Gurindam disusun sedemikian apik. Kadang mengandung sindiran, komedi, bahkan nasihat. Dan itu mampu membuat penonton tertib menyimak kalimat demi kalimat hingga sajian berakhir. Dan terpukau dengan indahnya diksi yang dilantunkan.
Pada Kamis (9/3), Sanggar Saidina Ali menampilkan Zikir Bermadah secara khusus untuk LKBN Antara yang saat itu mengantarkan buku untuk anak-anak Pulau Lengkang. Begini bunyi potongan gurindam yang didendangkan kala itu.

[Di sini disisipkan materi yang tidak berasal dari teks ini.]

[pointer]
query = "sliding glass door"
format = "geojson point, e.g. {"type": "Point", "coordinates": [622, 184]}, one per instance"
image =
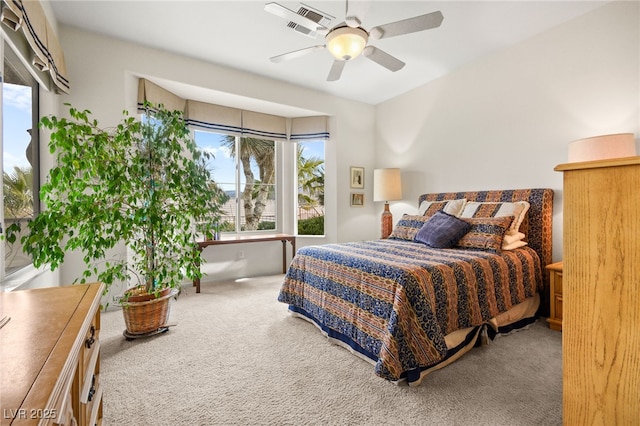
{"type": "Point", "coordinates": [20, 164]}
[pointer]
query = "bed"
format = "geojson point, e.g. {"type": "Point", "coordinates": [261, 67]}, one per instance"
{"type": "Point", "coordinates": [410, 308]}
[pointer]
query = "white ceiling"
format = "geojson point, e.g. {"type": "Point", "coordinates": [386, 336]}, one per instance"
{"type": "Point", "coordinates": [242, 35]}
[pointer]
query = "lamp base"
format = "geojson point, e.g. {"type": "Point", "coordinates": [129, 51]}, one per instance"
{"type": "Point", "coordinates": [386, 222]}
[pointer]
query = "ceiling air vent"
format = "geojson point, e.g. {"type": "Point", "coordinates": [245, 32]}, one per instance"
{"type": "Point", "coordinates": [313, 14]}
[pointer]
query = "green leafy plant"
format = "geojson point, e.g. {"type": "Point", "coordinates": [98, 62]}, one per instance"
{"type": "Point", "coordinates": [142, 182]}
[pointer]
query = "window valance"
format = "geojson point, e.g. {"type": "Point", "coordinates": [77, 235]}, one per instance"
{"type": "Point", "coordinates": [44, 50]}
{"type": "Point", "coordinates": [151, 92]}
{"type": "Point", "coordinates": [234, 121]}
{"type": "Point", "coordinates": [309, 128]}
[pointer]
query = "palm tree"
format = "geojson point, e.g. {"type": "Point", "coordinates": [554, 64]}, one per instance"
{"type": "Point", "coordinates": [310, 180]}
{"type": "Point", "coordinates": [18, 193]}
{"type": "Point", "coordinates": [256, 191]}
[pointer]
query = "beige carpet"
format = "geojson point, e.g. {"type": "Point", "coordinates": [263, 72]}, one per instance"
{"type": "Point", "coordinates": [236, 357]}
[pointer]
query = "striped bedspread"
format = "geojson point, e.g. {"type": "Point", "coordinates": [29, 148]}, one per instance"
{"type": "Point", "coordinates": [394, 301]}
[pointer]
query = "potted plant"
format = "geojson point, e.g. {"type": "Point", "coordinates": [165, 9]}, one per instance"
{"type": "Point", "coordinates": [144, 183]}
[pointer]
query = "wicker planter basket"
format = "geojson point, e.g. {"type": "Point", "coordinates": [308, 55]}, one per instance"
{"type": "Point", "coordinates": [148, 316]}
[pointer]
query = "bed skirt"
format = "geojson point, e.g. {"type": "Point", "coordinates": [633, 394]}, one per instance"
{"type": "Point", "coordinates": [458, 343]}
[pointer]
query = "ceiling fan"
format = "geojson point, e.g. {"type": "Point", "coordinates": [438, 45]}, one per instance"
{"type": "Point", "coordinates": [348, 39]}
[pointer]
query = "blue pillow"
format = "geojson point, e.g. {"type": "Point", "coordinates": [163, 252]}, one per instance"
{"type": "Point", "coordinates": [442, 230]}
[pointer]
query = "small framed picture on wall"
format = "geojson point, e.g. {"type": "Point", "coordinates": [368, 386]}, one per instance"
{"type": "Point", "coordinates": [357, 199]}
{"type": "Point", "coordinates": [357, 177]}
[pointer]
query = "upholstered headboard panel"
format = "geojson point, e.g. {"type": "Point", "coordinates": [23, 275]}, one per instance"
{"type": "Point", "coordinates": [537, 224]}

"Kami ini pencinte seni, dari sanggar Saidina Ali,
Moge moge terkabul doa kami, membawa seni ke penjuru negeri,
Mohon dengarkan jeritan hati kami, anak Melayu nak bangkitkan diri,
Sudah lama terpendam hasrat di hati, nak ke Jakarta nak tengok monas yang tinggi,
Marilah mari bersatu padu, mari menjunjong budaye Melayu
Marilah mari bersatu padu, mari tegakkan marwah negri Melayu
Pulau Lengkang inilah negeri Melayu, jangan dirusak janganlah diganggu
Pulau Lengkang inilah negeri Melayu, apekan lagi nak mengaku-ngaku,".
Pantun dan sajak itu seakan merayu pada awak LKBN Antara, untuk membawa Sanggar Saidina Ali ke ibu kota negeri. Lirik itu juga meminta agar LKBN Antara untuk menghormati Budaya Melayu dan turut menjaga Pulau Lengkang.

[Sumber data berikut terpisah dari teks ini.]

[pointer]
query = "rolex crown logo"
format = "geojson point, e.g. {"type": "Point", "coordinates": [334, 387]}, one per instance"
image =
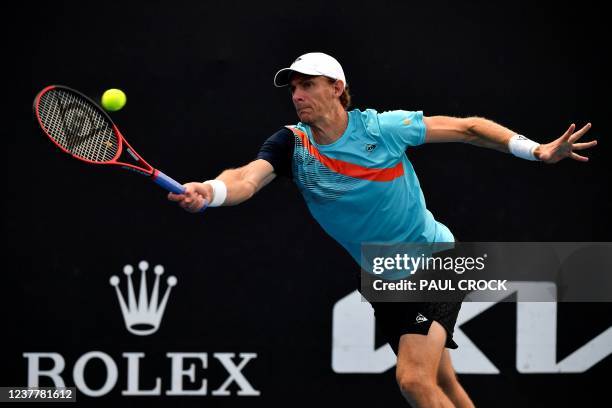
{"type": "Point", "coordinates": [142, 315]}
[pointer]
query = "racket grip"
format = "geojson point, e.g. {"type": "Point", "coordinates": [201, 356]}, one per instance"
{"type": "Point", "coordinates": [172, 185]}
{"type": "Point", "coordinates": [168, 183]}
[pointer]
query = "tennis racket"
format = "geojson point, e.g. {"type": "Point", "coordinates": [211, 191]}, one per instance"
{"type": "Point", "coordinates": [79, 127]}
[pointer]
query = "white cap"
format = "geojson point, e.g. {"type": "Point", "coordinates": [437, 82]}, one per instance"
{"type": "Point", "coordinates": [313, 63]}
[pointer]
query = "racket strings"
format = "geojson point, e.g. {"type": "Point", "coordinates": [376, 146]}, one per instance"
{"type": "Point", "coordinates": [77, 126]}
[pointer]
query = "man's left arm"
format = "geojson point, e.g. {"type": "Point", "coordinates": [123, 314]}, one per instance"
{"type": "Point", "coordinates": [486, 133]}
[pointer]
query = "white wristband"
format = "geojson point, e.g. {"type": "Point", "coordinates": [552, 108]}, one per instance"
{"type": "Point", "coordinates": [219, 192]}
{"type": "Point", "coordinates": [522, 147]}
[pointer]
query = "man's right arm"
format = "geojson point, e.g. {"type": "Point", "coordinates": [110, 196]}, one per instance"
{"type": "Point", "coordinates": [241, 183]}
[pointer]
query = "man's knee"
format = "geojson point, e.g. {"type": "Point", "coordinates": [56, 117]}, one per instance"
{"type": "Point", "coordinates": [416, 382]}
{"type": "Point", "coordinates": [448, 381]}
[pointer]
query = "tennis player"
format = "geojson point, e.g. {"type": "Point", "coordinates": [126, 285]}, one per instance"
{"type": "Point", "coordinates": [352, 169]}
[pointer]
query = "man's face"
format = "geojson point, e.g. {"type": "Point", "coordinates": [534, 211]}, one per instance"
{"type": "Point", "coordinates": [313, 96]}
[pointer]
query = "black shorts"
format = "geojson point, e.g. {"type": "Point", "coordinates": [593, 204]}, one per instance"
{"type": "Point", "coordinates": [395, 319]}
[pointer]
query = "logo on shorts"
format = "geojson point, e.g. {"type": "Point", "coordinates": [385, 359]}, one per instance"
{"type": "Point", "coordinates": [420, 318]}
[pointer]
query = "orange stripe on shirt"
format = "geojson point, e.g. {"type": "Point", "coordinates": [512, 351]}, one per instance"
{"type": "Point", "coordinates": [350, 169]}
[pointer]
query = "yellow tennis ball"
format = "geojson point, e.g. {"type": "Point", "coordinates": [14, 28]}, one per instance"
{"type": "Point", "coordinates": [113, 99]}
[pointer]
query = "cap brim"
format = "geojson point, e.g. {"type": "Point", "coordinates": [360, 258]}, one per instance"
{"type": "Point", "coordinates": [282, 77]}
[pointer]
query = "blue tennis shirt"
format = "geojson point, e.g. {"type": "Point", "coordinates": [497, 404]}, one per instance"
{"type": "Point", "coordinates": [362, 188]}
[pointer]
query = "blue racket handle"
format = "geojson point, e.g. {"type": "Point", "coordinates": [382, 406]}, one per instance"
{"type": "Point", "coordinates": [172, 185]}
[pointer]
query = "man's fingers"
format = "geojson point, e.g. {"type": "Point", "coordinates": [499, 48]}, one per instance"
{"type": "Point", "coordinates": [175, 197]}
{"type": "Point", "coordinates": [582, 146]}
{"type": "Point", "coordinates": [568, 132]}
{"type": "Point", "coordinates": [579, 133]}
{"type": "Point", "coordinates": [578, 157]}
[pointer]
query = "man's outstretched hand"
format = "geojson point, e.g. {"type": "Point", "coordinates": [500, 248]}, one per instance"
{"type": "Point", "coordinates": [565, 146]}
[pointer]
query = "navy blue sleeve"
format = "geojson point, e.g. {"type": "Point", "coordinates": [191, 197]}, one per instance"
{"type": "Point", "coordinates": [278, 151]}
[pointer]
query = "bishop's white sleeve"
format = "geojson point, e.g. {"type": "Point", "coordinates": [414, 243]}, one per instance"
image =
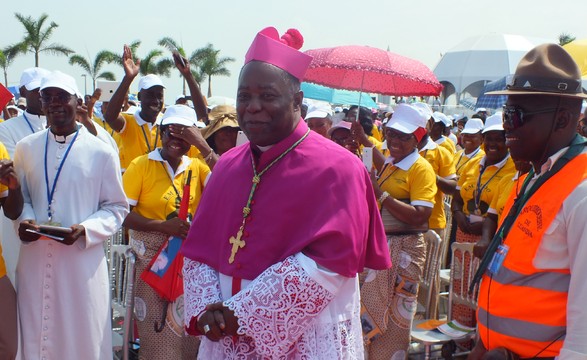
{"type": "Point", "coordinates": [279, 305]}
{"type": "Point", "coordinates": [113, 206]}
{"type": "Point", "coordinates": [200, 287]}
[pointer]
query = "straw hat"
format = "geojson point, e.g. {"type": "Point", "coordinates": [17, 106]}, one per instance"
{"type": "Point", "coordinates": [220, 117]}
{"type": "Point", "coordinates": [546, 70]}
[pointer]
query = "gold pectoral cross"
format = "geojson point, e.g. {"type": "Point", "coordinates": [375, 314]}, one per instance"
{"type": "Point", "coordinates": [237, 243]}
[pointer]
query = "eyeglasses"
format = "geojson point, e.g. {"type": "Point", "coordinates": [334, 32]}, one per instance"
{"type": "Point", "coordinates": [394, 134]}
{"type": "Point", "coordinates": [514, 116]}
{"type": "Point", "coordinates": [62, 98]}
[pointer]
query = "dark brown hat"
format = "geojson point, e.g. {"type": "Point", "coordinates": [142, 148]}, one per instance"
{"type": "Point", "coordinates": [546, 70]}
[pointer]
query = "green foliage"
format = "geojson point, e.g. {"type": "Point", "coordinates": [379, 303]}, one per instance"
{"type": "Point", "coordinates": [94, 67]}
{"type": "Point", "coordinates": [36, 37]}
{"type": "Point", "coordinates": [210, 63]}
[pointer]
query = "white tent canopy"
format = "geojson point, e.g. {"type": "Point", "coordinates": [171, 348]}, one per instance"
{"type": "Point", "coordinates": [481, 59]}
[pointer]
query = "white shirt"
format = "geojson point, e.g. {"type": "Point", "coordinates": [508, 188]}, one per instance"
{"type": "Point", "coordinates": [63, 291]}
{"type": "Point", "coordinates": [14, 129]}
{"type": "Point", "coordinates": [564, 246]}
{"type": "Point", "coordinates": [322, 316]}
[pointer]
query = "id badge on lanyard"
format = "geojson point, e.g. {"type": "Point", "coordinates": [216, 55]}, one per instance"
{"type": "Point", "coordinates": [497, 259]}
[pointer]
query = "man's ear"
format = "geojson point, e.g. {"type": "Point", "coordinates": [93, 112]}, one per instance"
{"type": "Point", "coordinates": [298, 98]}
{"type": "Point", "coordinates": [565, 118]}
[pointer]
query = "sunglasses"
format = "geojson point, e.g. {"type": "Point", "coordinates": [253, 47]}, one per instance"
{"type": "Point", "coordinates": [514, 117]}
{"type": "Point", "coordinates": [61, 98]}
{"type": "Point", "coordinates": [394, 134]}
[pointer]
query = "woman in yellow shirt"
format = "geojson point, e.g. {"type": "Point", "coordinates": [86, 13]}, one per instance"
{"type": "Point", "coordinates": [154, 185]}
{"type": "Point", "coordinates": [477, 186]}
{"type": "Point", "coordinates": [11, 202]}
{"type": "Point", "coordinates": [405, 189]}
{"type": "Point", "coordinates": [223, 129]}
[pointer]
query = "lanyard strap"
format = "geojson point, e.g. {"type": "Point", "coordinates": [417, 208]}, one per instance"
{"type": "Point", "coordinates": [178, 199]}
{"type": "Point", "coordinates": [576, 147]}
{"type": "Point", "coordinates": [28, 123]}
{"type": "Point", "coordinates": [468, 158]}
{"type": "Point", "coordinates": [479, 189]}
{"type": "Point", "coordinates": [380, 183]}
{"type": "Point", "coordinates": [51, 192]}
{"type": "Point", "coordinates": [147, 141]}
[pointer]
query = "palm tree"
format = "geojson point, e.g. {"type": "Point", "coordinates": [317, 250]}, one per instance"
{"type": "Point", "coordinates": [102, 58]}
{"type": "Point", "coordinates": [149, 64]}
{"type": "Point", "coordinates": [210, 64]}
{"type": "Point", "coordinates": [36, 38]}
{"type": "Point", "coordinates": [172, 45]}
{"type": "Point", "coordinates": [565, 38]}
{"type": "Point", "coordinates": [7, 56]}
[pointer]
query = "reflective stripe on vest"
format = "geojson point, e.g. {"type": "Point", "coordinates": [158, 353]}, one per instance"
{"type": "Point", "coordinates": [551, 281]}
{"type": "Point", "coordinates": [524, 308]}
{"type": "Point", "coordinates": [521, 329]}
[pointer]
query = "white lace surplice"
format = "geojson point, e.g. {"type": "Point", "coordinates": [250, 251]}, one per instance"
{"type": "Point", "coordinates": [293, 310]}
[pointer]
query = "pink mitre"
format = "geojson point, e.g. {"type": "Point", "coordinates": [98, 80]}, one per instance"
{"type": "Point", "coordinates": [282, 52]}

Pada lirik berikutnya, Sanggar Saidina Ali menasehati anak-anak pulau untuk terus bebenah menyongsong masa depan.
"Wahai anak ku rajinlah ke sekolah, biar besar nanti bise jadi lurah,
Jangan-jangan kau ikut jejak ayah, karena nelayan makin lama makin susah".
Syair yang dilantunkan tukang karut ini kemudian dibalas awak-awak dengan serempak dan ceria.

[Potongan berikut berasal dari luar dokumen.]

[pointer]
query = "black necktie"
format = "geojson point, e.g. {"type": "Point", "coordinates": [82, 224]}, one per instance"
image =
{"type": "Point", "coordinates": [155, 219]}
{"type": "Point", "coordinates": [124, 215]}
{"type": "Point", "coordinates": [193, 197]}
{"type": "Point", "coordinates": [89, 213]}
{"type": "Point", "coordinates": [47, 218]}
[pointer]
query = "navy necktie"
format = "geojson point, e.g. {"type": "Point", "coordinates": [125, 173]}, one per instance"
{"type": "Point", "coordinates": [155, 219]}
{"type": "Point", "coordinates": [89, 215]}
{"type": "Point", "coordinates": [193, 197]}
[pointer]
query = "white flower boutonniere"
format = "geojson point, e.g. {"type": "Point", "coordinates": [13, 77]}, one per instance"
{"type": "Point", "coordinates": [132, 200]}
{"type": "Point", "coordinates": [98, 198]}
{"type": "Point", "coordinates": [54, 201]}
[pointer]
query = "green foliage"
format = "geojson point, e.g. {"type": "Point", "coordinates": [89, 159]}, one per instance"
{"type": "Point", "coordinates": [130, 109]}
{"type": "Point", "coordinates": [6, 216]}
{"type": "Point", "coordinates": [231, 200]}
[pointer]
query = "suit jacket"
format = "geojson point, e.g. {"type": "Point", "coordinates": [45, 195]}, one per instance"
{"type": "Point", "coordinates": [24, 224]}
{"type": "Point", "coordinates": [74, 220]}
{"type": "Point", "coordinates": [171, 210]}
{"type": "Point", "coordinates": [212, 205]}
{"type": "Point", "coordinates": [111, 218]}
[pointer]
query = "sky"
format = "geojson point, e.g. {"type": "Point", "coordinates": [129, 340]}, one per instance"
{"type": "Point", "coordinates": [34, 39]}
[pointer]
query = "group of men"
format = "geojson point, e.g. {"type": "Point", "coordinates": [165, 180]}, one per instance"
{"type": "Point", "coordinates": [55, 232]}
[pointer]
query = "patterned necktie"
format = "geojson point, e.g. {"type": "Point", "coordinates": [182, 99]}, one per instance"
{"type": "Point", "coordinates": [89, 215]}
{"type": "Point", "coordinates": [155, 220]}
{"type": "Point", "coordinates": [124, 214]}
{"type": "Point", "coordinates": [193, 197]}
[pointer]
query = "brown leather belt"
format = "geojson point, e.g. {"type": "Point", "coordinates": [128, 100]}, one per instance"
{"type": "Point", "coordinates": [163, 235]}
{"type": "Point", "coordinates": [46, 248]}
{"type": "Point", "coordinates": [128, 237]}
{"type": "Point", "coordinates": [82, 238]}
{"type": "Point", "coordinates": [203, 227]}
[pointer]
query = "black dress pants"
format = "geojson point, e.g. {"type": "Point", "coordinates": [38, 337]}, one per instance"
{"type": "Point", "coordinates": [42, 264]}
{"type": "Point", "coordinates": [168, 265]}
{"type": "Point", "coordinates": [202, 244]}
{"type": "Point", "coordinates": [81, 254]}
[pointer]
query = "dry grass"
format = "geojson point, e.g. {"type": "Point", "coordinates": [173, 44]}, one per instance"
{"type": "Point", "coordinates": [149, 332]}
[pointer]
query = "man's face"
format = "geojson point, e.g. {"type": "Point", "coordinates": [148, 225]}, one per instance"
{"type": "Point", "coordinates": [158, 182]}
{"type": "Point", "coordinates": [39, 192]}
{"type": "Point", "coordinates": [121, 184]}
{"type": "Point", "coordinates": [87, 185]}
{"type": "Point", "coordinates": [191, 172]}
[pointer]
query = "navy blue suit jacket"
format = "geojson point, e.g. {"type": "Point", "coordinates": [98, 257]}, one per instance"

"Ku mohon pada Mu ya Allah ya Robbi, lindungi aku kuat iman ini
Aku tak ingin jadi macam bapak kami, pergi ke laut kena angin dan matahari,".
Lagu dengan syair memikat itu dinyanyikan dengan iringan alat musik mong mong, kerincing, tambaronin, babano gendang Melayu dan darbuka. Lima orang pemusik memainkannya secara langsung di pojok panggung.
Igo mengakui, bagian tersulit dari kesenian Zikir Bermadah adalah penyusunan naskah gurindam.
"Yang susah pada penyusunan lagu. Harus menunggu inspirasi datang. Kalau dipaksakan tidak timbul," kata dia.
Hingga kini, hanya beberapa orang saja yang mampu menyusun naskah Zikir Bermadah, satu di antaranya adalah Igo.
"Kuncinya, bagaimana nasihat disampaikan dengan tidak membuat orang tidak tersinggung. Ini berat. Ini PR, untuk menciptakan lirik," kata dia.
Kepala Dinas Kebudayaan dan Pariwisata Kota Batam Ardiwinata mengapresiasi upaya yang dilakukan Igo bersama Sanggar Saidina Ali dalam melestarikan budaya dan kesenian setempat.
"Pulau Lengkang dan Sanggar Saidina Ali memainkan peran penting dalam pelestarian budaya Melayu, khususnya Zikir Bermadah," kata dia.
Pemerintah, kata dia, terus mendukung upaya pelestarian kesenian dan budaya setempat.